Após uma experiência de sucesso na novela “Todas as Flores”, de João Emanuel Carneiro, Pilar volta a dirigir Bárbara Reis. “Agora, no teatro, tenho adquirido um novo olhar a partir do olhar cênico dele, com a liberdade de arriscar e também ser ridícula. É um olhar generoso, que faz toda a diferença na construção das cenas. Falamos desses dois ícones e da cena teatral preta da época delas. A mensagem principal é: nada se constrói sozinho”, explica a atriz.

 

“É um misto de euforia e realização viver essa experiência”, afirma ela. “Retornar ao palco após sete anos afastada me traz um senso de responsabilidade grande, mas também desprendimento. O maior desafio nos ensaios tem sido conter a minha energia para dar vida a Ruth, que era mais contida do que eu”, entrega.
Durante este processo, Bárbara e Ivy, que não se conheciam, foram naturalmente criando laços. “Tem sido maravilhoso. Ivy é uma atriz sensível, generosa e muito aberta.
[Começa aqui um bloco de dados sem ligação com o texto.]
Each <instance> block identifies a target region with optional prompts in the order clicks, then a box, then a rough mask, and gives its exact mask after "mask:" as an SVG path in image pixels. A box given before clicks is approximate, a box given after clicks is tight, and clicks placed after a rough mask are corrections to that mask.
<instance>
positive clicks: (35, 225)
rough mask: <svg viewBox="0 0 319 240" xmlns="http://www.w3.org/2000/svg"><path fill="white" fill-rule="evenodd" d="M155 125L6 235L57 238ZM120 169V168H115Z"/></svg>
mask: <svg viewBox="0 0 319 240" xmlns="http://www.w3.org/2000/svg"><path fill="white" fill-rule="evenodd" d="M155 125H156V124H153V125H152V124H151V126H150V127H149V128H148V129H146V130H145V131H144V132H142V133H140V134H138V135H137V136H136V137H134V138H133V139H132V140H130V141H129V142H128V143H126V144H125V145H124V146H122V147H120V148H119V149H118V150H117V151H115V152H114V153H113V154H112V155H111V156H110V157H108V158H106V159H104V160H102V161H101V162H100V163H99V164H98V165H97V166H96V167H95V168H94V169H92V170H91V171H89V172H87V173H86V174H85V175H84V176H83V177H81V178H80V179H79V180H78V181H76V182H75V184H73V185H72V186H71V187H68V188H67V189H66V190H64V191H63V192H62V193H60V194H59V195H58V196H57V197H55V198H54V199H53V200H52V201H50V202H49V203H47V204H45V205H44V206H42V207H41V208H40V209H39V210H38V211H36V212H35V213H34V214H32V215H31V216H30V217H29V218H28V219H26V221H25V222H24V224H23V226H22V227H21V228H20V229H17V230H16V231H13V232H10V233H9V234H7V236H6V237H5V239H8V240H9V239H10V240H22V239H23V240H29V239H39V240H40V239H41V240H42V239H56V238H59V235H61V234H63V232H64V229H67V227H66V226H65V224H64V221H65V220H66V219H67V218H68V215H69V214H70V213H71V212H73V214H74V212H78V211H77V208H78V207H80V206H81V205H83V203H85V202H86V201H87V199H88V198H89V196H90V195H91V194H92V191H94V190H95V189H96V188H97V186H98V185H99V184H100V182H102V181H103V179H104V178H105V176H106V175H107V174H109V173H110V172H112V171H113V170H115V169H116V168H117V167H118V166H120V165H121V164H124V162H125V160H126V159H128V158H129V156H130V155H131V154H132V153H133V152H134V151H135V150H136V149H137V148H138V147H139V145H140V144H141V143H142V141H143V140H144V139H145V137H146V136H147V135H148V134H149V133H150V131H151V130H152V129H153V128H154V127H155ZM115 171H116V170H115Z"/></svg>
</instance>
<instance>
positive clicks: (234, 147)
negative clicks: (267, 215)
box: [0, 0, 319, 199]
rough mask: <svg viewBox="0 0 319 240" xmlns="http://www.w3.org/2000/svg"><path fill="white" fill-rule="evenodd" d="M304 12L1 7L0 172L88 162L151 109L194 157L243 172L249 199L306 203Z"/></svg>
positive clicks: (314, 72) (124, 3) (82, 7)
Nossa conexão foi imediata e está sendo levada para a cena”, conta.
Ivy, que conheceu Léa em 2019, quando a veterana atriz foi assisti-la no espetáculo “Isto É um Negro”, vibra com a oportunidade de encarná-la no palco. “Está sendo muito marcante para mim. Ela sempre foi uma das minhas maiores referências, tenho profunda admiração por Léa. Sendo uma atriz negra, tenho a consciência de como ela e a Ruth puderam mobilizar tantas coisas com as parcas possibilidades que tiveram, cada uma com seu temperamento e trajetória. E fico pensando: qual o futuro é possível plantar agora? Para que um artista negro possa viver a experiência de exercer a sua arte como ofício, é preciso suporte e rede”, reflete.

 

Pilar esteve em ambos os velórios das atrizes icônicas, que aconteceram em um espaço de quase cinco anos, com a pandemia no meio, e é testemunha ocular do movimento de inclusão de pessoas negras na dramaturgia brasileira que, por décadas e décadas, foi marcada por desigualdades bárbaras, marginalizando ou estereotipando personagens pretos seja no teatro, no cinema ou na televisão.

 

“Em 2023, quando Léa morreu, cheguei ao velório, no mesmo lugar, no Teatro Municipal, onde foi velado o corpo de Ruth de Souza, e daí me veio a ideia de fazer esta peça, a que elas queriam ter feito. Há ainda muitas e muitas histórias a serem contadas, porque nós ficamos silenciados durante muito tempo”, diz Pilar, que vem por aí com mais dois espetáculos, um sobre Neguinho da Beija-Flor e outro sobre Jovelina Pérola Negra.